Karaman merkeze bağlı köy.

Karaman’ın kuzeydoğusunda yer alan köy, 15 km uzaklıktadır.

Köy, Karaman-Ayrancı karayoluna 4 km mesafededir.

Köyün rakımı (deniz seviyesinden yüksekliği) 1.016 m’dir.

37° 15′ 35,0712” kuzey ve 33° 19′ 40,7058” doğu koordinatlarında yer alan köy, Salur, Ağılönü, Sazlıyaka, Kızık ve Sudurağı kasabası ile komşudur.

Alaçatı’nın merkezine 8 km mesafeden daha yakın 6 köy bulunmaktadır. Sazlıyaka 2,37 km, Kızık 3,91 km, Sudurağı 4,78 km, Ağılönü 4,83 km, Salur 5,8 km ve Ekinözü 7,14 km’dir.

XVI. asırda Lârende kazâsında yerleşim ve nüfusunu araştıran Osman GÜMÜŞÇÜ, köyün adının Türkler tarafından hiç değiştirilmeden veya küçük değişiklikler ile kullanıldığını kaydetmektedir.

Köy; 1935’de “Cevasun (Selerektol)”, 1940’da “Cenasun”, 1945’de “Canasuk”, 1950’de “Canasun”, 1955’de “Canason” ve 1960’da “Canasan” olarak yazılmıştır.

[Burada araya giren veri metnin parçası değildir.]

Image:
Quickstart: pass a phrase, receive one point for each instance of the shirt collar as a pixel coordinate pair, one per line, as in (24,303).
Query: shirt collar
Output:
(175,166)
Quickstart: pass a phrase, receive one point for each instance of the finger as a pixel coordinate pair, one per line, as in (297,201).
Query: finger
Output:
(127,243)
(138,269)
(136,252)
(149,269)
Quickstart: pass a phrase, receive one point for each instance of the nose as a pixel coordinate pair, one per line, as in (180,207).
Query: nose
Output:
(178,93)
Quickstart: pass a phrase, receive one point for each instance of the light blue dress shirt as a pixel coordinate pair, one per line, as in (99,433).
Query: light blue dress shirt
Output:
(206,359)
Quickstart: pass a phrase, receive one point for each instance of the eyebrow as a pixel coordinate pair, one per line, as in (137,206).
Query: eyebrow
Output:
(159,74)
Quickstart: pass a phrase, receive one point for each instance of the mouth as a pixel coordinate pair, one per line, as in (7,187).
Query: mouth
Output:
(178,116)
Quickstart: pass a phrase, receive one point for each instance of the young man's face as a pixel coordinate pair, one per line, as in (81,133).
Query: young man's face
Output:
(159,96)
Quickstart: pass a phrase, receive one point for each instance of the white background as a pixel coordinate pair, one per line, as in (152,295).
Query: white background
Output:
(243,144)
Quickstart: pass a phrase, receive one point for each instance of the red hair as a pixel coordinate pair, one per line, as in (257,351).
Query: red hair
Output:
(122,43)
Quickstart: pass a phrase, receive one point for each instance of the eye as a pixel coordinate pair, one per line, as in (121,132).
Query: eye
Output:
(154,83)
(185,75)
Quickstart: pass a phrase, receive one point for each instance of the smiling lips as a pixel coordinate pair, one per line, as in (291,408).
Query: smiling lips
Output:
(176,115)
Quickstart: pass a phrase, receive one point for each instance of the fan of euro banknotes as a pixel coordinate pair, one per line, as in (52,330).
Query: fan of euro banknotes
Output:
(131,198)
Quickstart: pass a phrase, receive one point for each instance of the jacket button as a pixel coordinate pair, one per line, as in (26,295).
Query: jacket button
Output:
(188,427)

Köy, 26 Ekim 1961 yılına kadar Türkler’in Anadolu’ya gelmesinden önceki adını muhafaza etmiştir. Bu tarihte köyün “Canasan” olan adı; yabancı ad taşıdığı gerekçesiyle “Alaçatı” olarak değiştirilmiştir.

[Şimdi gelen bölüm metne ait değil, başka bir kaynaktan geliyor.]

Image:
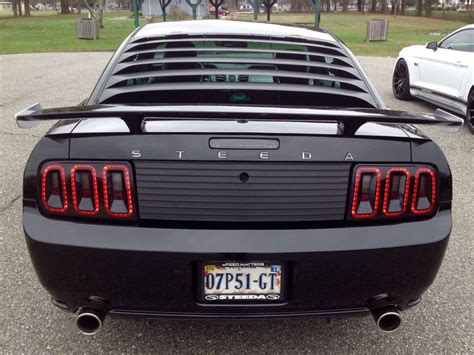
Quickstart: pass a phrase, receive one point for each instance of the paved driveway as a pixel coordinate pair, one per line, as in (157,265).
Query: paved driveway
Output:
(442,322)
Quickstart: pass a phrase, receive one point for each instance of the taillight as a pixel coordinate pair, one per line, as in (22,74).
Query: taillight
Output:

1968 yılında İçişleri Bakanlığı, İller İdaresi Genel Müdürlüğü tarafından yayınlanan “Köylerimiz (1 Mart 1968 gününe kadar)” isimli kitapta köyün eski ismi; “Canason” şeklinde yazılmıştır.

Köyün kadastrosu 1959 yılında geçtiğinden tapu kayıtları ile Tapu Kadastro Bilgi Sistemi’nde (TAKBİS) köyün adı “Canasan” olarak geçmektedir.

Halk arasında köyün adı “Canhasan” olarak da telaffuz edilmektedir.

Köyün geçmişi çok eskilere dayanmaktadır. Akçaşehir Kasabası ile Ayrancı Dokuzyol (Orzala) Köyü Adatepe Çiftliği sınırında “Cinnason Öreni” bulunmaktadır.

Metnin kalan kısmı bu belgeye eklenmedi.